Angelschein machen

Hier erläutern wir einige Hinweise und Vorgehensweisen wie Sie ihren Angelschein machen können. Wenn man von Angelschein spricht, denn ist dieses genau genommen eigentlich falsch, denn einen „Angelschein“ gibt es offiziell gar nicht. Wer Angel möchte benötigt einen Fischereischein, der meistens jedoch umgangssprachlich als Angelschein bezeichnet wird.


Angelschein machen – So geht’s

Die Zahlen der Fischereibehörden belegen es bereits seit einigen Jahren. Der Angelschein wird immer beliebter. Vor allem bei jungen Menschen, die längst nicht mehr Wörter wie Langeweile und Co. mit dem Hobby verbinden. Doch wie können Interessierte den Angelschein machen, lässt sich zunächst nur Pauschal beantworten.

Die Voraussetzungen für den Angelschein und die Zugangsbedingungen sind heute von Bundesland zu Bundesland sehr unterschiedlich geregelt. Zuständig für alle, die einen Angelschein machen wollen, ist direkt die Fischereibehörde am Wohnort. Oft können die Angelvereine in nächster Nähe dazu auch wertvolle Tipps geben.
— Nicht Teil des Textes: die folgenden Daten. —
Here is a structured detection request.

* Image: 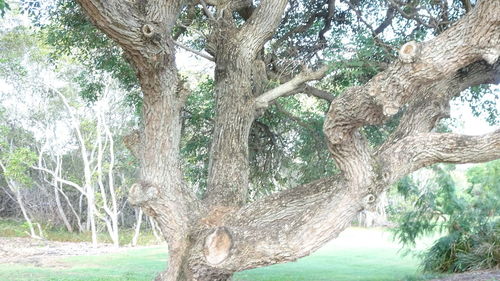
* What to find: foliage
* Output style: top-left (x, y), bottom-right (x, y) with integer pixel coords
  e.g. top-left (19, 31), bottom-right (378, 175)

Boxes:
top-left (0, 147), bottom-right (37, 186)
top-left (41, 0), bottom-right (141, 108)
top-left (0, 109), bottom-right (37, 187)
top-left (12, 0), bottom-right (493, 200)
top-left (0, 0), bottom-right (9, 17)
top-left (390, 162), bottom-right (500, 273)
top-left (179, 76), bottom-right (337, 198)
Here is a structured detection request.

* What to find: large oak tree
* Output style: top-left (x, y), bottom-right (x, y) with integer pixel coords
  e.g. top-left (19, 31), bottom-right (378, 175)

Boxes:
top-left (71, 0), bottom-right (499, 280)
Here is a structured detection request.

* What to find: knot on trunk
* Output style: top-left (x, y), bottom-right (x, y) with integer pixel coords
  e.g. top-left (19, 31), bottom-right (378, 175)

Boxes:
top-left (142, 24), bottom-right (155, 38)
top-left (204, 227), bottom-right (233, 265)
top-left (399, 41), bottom-right (420, 63)
top-left (363, 193), bottom-right (377, 209)
top-left (128, 181), bottom-right (158, 206)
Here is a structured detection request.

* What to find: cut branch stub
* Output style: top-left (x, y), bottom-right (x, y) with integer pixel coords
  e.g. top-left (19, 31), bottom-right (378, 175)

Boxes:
top-left (398, 41), bottom-right (420, 63)
top-left (142, 24), bottom-right (155, 38)
top-left (204, 227), bottom-right (233, 265)
top-left (128, 181), bottom-right (159, 206)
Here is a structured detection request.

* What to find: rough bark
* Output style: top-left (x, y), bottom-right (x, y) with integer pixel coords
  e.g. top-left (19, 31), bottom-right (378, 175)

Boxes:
top-left (74, 0), bottom-right (500, 280)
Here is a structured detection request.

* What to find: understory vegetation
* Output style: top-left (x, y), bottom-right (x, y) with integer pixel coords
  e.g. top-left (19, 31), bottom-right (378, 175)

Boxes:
top-left (390, 160), bottom-right (500, 273)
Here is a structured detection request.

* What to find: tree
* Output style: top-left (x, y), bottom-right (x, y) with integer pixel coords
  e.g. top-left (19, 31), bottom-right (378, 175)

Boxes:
top-left (50, 0), bottom-right (500, 280)
top-left (0, 111), bottom-right (41, 238)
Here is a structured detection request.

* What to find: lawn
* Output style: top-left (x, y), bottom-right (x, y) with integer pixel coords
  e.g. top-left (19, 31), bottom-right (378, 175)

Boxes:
top-left (0, 228), bottom-right (440, 281)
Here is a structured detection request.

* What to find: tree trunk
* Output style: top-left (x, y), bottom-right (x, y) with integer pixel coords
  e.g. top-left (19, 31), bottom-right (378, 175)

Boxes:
top-left (205, 47), bottom-right (256, 207)
top-left (13, 186), bottom-right (39, 238)
top-left (131, 208), bottom-right (143, 247)
top-left (54, 184), bottom-right (73, 233)
top-left (86, 190), bottom-right (98, 247)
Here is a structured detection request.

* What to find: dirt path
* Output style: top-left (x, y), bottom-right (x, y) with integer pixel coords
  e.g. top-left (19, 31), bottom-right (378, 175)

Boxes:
top-left (429, 270), bottom-right (500, 281)
top-left (0, 237), bottom-right (139, 267)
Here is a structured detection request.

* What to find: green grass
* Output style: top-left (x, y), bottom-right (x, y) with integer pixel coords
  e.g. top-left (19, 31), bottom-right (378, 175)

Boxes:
top-left (0, 227), bottom-right (443, 281)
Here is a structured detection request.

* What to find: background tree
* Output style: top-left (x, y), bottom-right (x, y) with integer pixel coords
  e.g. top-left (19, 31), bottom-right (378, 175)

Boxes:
top-left (0, 20), bottom-right (148, 245)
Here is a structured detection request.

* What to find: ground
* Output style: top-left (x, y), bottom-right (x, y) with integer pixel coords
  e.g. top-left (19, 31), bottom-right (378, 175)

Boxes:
top-left (0, 227), bottom-right (498, 281)
top-left (0, 236), bottom-right (134, 267)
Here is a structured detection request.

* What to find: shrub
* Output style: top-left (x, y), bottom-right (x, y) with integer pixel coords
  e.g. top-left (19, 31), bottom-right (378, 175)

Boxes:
top-left (389, 161), bottom-right (500, 273)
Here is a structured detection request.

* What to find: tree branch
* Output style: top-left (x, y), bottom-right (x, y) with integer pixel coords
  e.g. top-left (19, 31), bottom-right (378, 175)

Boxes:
top-left (324, 0), bottom-right (499, 147)
top-left (302, 85), bottom-right (335, 102)
top-left (255, 66), bottom-right (329, 108)
top-left (381, 60), bottom-right (500, 146)
top-left (174, 41), bottom-right (215, 61)
top-left (238, 0), bottom-right (288, 58)
top-left (373, 7), bottom-right (395, 35)
top-left (199, 0), bottom-right (216, 21)
top-left (460, 0), bottom-right (473, 13)
top-left (192, 176), bottom-right (371, 271)
top-left (33, 166), bottom-right (86, 195)
top-left (378, 130), bottom-right (500, 184)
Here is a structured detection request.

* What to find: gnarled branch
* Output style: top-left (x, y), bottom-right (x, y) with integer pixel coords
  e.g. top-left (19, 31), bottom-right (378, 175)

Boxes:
top-left (378, 130), bottom-right (500, 184)
top-left (324, 0), bottom-right (499, 147)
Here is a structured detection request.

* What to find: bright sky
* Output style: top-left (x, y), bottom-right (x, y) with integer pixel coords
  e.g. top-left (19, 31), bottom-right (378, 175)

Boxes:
top-left (448, 85), bottom-right (499, 135)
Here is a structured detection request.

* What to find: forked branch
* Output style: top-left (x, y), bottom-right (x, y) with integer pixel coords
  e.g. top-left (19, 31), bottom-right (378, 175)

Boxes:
top-left (238, 0), bottom-right (288, 58)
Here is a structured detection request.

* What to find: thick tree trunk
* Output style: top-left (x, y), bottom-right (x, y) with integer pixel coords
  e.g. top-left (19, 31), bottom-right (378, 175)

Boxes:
top-left (205, 46), bottom-right (256, 207)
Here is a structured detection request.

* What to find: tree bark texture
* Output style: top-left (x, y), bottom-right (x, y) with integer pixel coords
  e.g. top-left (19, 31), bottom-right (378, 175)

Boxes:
top-left (74, 0), bottom-right (499, 280)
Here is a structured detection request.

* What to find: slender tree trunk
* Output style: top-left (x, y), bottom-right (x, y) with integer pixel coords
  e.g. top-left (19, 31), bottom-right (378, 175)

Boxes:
top-left (86, 191), bottom-right (98, 247)
top-left (148, 216), bottom-right (162, 243)
top-left (14, 187), bottom-right (38, 238)
top-left (53, 155), bottom-right (74, 233)
top-left (54, 185), bottom-right (73, 232)
top-left (131, 208), bottom-right (143, 247)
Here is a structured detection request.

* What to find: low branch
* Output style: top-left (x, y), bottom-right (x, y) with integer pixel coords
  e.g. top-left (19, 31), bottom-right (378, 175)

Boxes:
top-left (191, 176), bottom-right (370, 271)
top-left (255, 66), bottom-right (329, 109)
top-left (378, 130), bottom-right (500, 184)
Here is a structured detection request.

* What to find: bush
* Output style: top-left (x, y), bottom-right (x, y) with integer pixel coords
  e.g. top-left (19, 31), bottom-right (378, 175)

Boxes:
top-left (389, 161), bottom-right (500, 273)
Ebenso wie die Bedingungen von Ort zur Ort sehr unterschiedlich für den Angelschein ausfallen können, sind auch die Gebühren teilweise unterschiedlich.

Neben den eigentlichen Antragsgebühren für den Angelschein wird häufig eine zusätzliche Fischereiabgabe berechnet, die schnell schon einmal einige Hundert Euro betragen kann. Den Angelschein machen kann grundsätzlich jeder ab (meistens) 14 Jahren. Einige Bundesländer bieten auch sogenannte Kinder Angelscheine, die bereits zum Beispiel ab 7 oder 8 Jahren zugänglich sind.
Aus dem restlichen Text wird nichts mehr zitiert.